Really good post, Lorrie. You brought up a lot of thoughts that I've been having - you could've quite easily have dug into my brain! It deserves linkage.

3:02 AM  
Anonymous Anonymous said...

I agree with Krissi. At your age, I didn't have a clue who I was. Gaining or losing weight complicates the issue of identity, but you'd be hammering one out for yourself anyway. YOUR definition of who you are is the the most important one, and weight is only a part of that.
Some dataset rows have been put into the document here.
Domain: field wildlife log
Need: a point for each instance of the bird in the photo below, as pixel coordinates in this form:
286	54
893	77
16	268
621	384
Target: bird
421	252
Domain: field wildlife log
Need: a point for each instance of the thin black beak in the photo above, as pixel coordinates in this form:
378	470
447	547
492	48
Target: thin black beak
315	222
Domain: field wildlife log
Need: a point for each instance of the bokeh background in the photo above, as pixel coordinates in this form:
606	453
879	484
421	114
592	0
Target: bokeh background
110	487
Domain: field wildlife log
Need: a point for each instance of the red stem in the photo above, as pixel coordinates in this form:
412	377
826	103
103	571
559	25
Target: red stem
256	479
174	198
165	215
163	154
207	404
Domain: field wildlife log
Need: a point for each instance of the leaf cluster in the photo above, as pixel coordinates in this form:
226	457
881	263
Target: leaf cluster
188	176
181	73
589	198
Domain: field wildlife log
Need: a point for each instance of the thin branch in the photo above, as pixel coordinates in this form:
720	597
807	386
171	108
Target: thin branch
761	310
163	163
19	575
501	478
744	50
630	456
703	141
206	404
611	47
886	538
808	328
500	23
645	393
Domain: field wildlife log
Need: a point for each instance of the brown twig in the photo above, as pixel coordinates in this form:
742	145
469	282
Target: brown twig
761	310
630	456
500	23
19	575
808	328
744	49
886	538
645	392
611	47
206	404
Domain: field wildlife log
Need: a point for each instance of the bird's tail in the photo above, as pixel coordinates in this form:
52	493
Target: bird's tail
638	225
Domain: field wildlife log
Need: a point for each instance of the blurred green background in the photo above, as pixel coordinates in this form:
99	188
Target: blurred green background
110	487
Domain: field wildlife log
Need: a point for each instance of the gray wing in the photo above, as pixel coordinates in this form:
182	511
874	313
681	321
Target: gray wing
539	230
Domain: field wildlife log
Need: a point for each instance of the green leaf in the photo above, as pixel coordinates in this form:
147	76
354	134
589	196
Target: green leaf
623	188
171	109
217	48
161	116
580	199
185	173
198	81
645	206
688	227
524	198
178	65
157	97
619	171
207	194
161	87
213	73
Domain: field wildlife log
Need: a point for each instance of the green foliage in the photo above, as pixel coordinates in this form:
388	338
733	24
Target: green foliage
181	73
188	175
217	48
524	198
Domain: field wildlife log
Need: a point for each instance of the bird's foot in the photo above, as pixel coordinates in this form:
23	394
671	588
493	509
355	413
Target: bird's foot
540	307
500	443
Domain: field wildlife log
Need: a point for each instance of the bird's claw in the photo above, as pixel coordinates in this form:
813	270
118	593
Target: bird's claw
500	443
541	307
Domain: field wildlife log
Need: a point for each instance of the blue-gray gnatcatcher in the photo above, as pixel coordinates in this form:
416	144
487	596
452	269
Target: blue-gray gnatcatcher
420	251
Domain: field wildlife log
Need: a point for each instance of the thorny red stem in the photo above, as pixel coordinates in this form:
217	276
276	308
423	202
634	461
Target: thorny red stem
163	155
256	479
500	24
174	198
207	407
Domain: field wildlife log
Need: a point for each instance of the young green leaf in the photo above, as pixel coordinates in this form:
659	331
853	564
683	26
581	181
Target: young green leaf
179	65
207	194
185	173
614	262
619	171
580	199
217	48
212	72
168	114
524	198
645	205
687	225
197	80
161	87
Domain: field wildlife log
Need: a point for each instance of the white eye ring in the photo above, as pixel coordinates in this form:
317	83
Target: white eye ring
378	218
How other people see you is more about them; their experiences, and the filters they see the world through than it is about you.

D

PS. I still didn't know who I was at Krissi's age, so she's smarter than I am.

12:46 PM  
Anonymous Anonymous said...

Lorrie, this post was written with such honesty and insight that I am simply in awe. You have summed up how I feel in words that I could never use, but hit the nail on the head exactly. I'm still in the place you describe, matching my personality to other people's expectations, I havent quite grasped the 'I am me and like it or lump it' aspect yet, but I hope that realising this is the first step. Good to know that I'm not alone, and thanks for giving our innermost thoughts a voice. If even 1% of your insight and originality comes through all of the time, then believe me, people will be lucky to call you their friend.

11:07 AM  
Blogger Megan said...

What a fantastic post. Really well said. I, too, have felt like this before. I think it is a combination of getting older and the weight loss process. I'm 31 and feel pretty comfortable with who I am. However, I still feel anxiety when in situations that my weight seems to really matter. Keep expressing yourself, whether it is here or elsewhere. You're on a great journey to find yourself. Besides, who we are changes throughout our lives, so everyone is in a constant process of rediscovering ourselves.

3:07 PM  
Anonymous Anonymous said...

youre a skinny person trapped inside a larger persons body!

12:57 PM  
Anonymous Anonymous said...

true, it gets a lot harder to stay skinny as you get older and become more lethargic and less active.